Methods: We used Leptospira Rapid Diagnostic Test kit to estimate the seroprevalence of leptospirosis among 143 patients who presented at the study center between 27th April and 15th May 2019 whom a physician had seen and tentatively diagnosed malaria. We used one drop of blood for the test from blood collected by trained laboratory technicians for malaria diagnosis. Data on patients’ demographics and risk factors were collected using an interviewer-administered questionnaire. We calculated frequencies, means and proportion. We did bivariate analyses at α0.05 to test for associations.

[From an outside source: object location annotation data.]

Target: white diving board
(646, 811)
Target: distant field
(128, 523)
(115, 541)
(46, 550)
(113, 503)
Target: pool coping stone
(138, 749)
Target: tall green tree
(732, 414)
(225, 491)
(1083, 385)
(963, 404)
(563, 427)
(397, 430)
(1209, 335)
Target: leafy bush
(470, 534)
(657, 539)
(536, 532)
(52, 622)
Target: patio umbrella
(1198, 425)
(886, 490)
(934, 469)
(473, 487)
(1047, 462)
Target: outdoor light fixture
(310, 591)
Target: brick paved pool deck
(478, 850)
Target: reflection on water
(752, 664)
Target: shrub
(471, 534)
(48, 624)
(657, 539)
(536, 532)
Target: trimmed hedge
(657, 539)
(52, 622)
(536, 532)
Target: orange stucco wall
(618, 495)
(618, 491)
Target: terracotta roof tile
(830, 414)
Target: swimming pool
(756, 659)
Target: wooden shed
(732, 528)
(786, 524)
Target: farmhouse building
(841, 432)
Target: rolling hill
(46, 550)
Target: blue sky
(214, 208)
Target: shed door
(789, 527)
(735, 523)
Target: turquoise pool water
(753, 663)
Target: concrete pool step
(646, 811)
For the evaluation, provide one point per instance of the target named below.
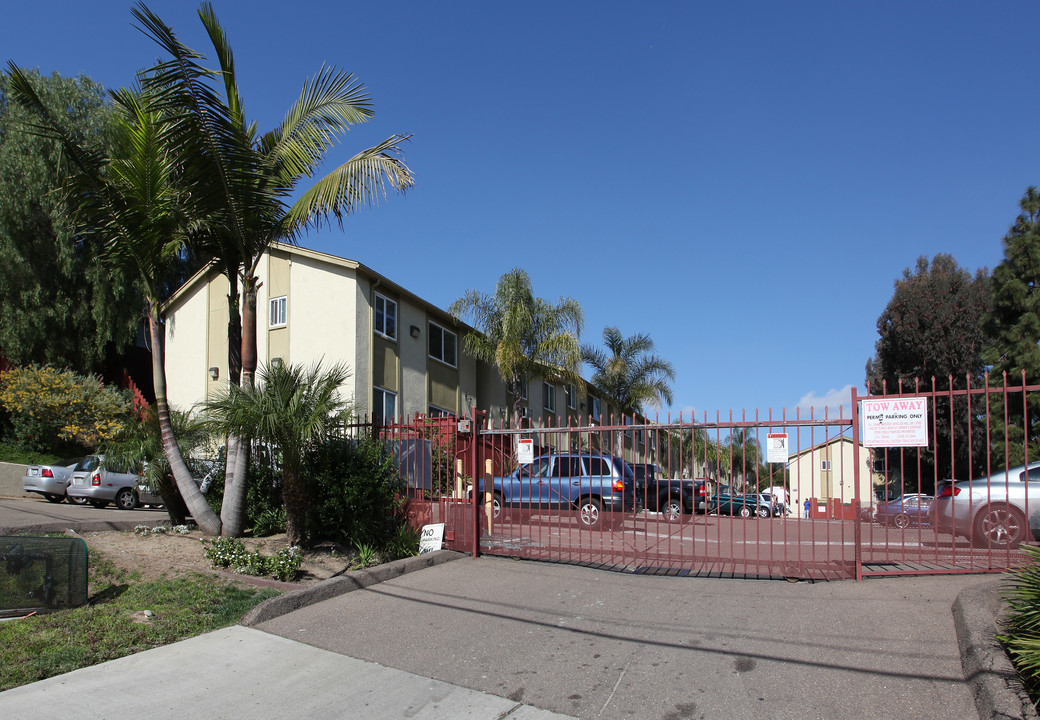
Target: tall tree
(1013, 329)
(521, 335)
(244, 181)
(629, 374)
(932, 328)
(129, 201)
(60, 306)
(289, 408)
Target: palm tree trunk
(236, 467)
(201, 512)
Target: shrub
(1021, 624)
(354, 492)
(48, 407)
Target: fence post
(855, 480)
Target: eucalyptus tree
(629, 374)
(129, 202)
(243, 181)
(521, 335)
(289, 408)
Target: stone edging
(994, 683)
(349, 582)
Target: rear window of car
(86, 465)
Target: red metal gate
(840, 518)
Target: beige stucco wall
(187, 349)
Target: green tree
(628, 374)
(61, 306)
(243, 181)
(522, 335)
(932, 329)
(290, 409)
(128, 202)
(1013, 329)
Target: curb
(994, 683)
(334, 587)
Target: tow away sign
(897, 422)
(776, 447)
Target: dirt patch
(171, 554)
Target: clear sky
(744, 181)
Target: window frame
(377, 312)
(278, 306)
(443, 332)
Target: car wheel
(672, 509)
(591, 512)
(999, 526)
(126, 499)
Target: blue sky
(744, 181)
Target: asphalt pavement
(500, 638)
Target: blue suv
(598, 487)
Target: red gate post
(475, 473)
(855, 480)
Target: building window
(386, 316)
(434, 411)
(442, 344)
(384, 406)
(277, 313)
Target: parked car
(673, 496)
(599, 487)
(997, 512)
(50, 481)
(911, 509)
(100, 485)
(743, 505)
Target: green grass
(45, 645)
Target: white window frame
(549, 396)
(387, 303)
(444, 334)
(381, 395)
(278, 312)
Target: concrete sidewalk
(496, 638)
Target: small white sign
(895, 422)
(776, 447)
(432, 538)
(525, 451)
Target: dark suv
(598, 487)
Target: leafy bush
(1021, 625)
(48, 407)
(355, 492)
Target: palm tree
(522, 335)
(243, 180)
(130, 205)
(289, 409)
(629, 374)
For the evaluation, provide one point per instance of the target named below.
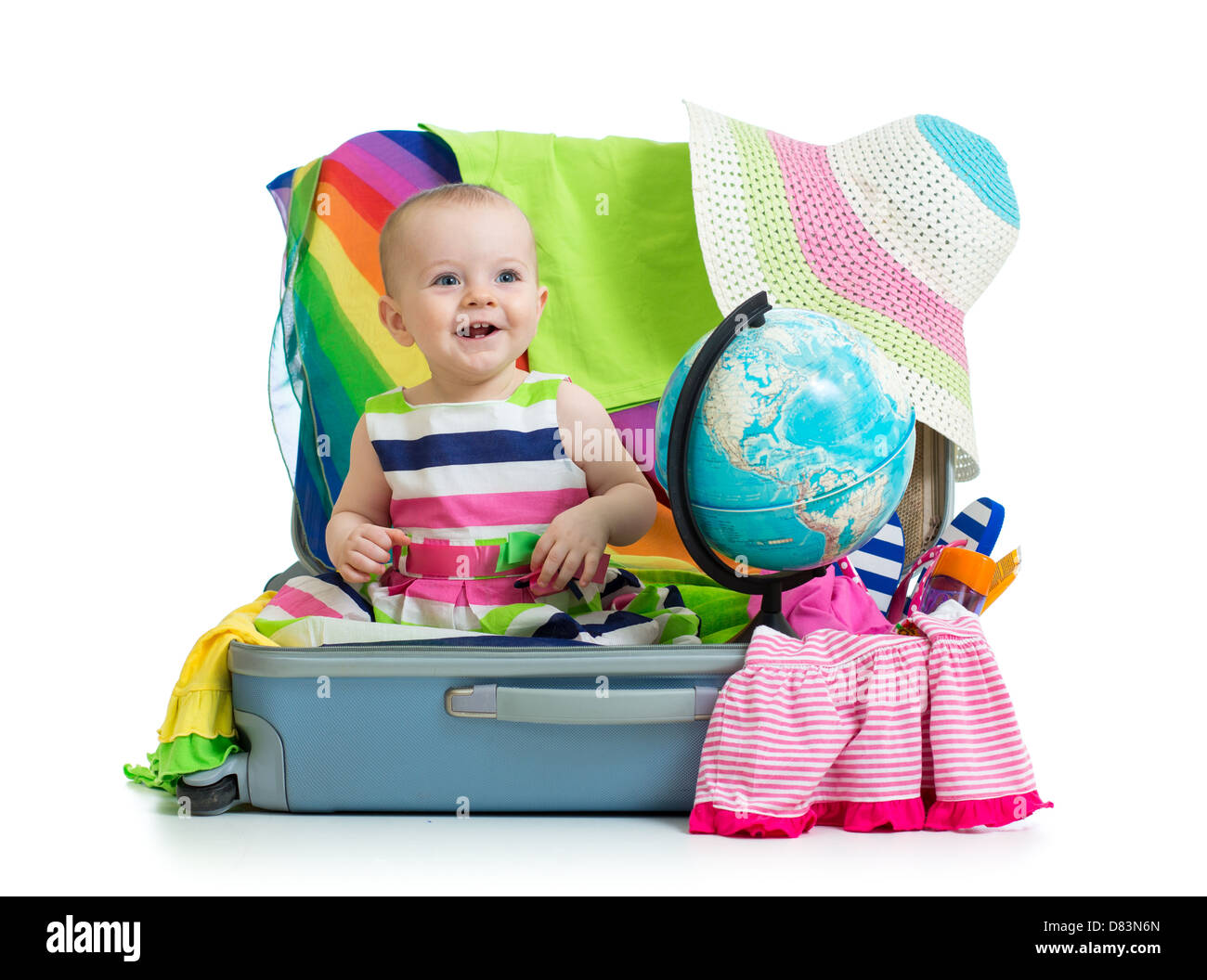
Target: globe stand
(771, 587)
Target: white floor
(136, 844)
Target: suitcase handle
(579, 706)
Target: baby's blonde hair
(390, 244)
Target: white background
(145, 495)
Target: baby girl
(483, 455)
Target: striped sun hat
(897, 232)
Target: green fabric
(628, 289)
(722, 612)
(170, 760)
(517, 549)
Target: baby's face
(463, 265)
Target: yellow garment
(201, 702)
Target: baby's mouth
(474, 330)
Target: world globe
(801, 443)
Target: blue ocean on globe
(800, 446)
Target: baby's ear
(391, 318)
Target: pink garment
(829, 602)
(865, 733)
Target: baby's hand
(575, 537)
(366, 551)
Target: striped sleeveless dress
(489, 478)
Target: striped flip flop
(980, 522)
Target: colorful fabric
(616, 246)
(490, 476)
(330, 352)
(897, 232)
(865, 733)
(198, 729)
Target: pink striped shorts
(864, 733)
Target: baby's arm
(360, 533)
(622, 506)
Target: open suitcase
(450, 726)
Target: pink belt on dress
(506, 559)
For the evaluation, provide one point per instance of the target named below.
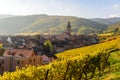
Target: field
(100, 61)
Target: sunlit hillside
(100, 61)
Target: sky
(78, 8)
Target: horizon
(77, 8)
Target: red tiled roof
(18, 52)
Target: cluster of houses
(29, 50)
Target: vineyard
(76, 64)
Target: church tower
(69, 28)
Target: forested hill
(114, 28)
(107, 21)
(48, 24)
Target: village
(31, 50)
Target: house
(18, 57)
(45, 57)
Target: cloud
(114, 15)
(116, 5)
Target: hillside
(48, 24)
(107, 21)
(76, 64)
(113, 28)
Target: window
(30, 60)
(2, 62)
(34, 60)
(18, 62)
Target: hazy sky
(79, 8)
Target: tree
(48, 47)
(116, 31)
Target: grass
(114, 72)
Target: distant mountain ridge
(113, 27)
(6, 16)
(107, 21)
(47, 24)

Result: The median age of the participants was 34 years (range: 6 months-80 years). Eighty-nine (62.2%) of them were females. Of the 143 tested, 12 (8.4%) were positive for Leptospira IgM/IgG antibodies. Eleven (7.7%) patients were positive for malaria. One (0.7%) was positive for both malaria and leptospirosis. None of the risk factors measured was significantly associated with leptospirosis.
Conclusion: we confirmed Leptospirosis among febrile patients at the study center We found that the seroprevalence of leptospirosis is same as that of malaria among the sampled population. However, leptospirosis/malaria co-infection was low. We recommend a review of the diagnostic protocol to include leptospirosis as a differential.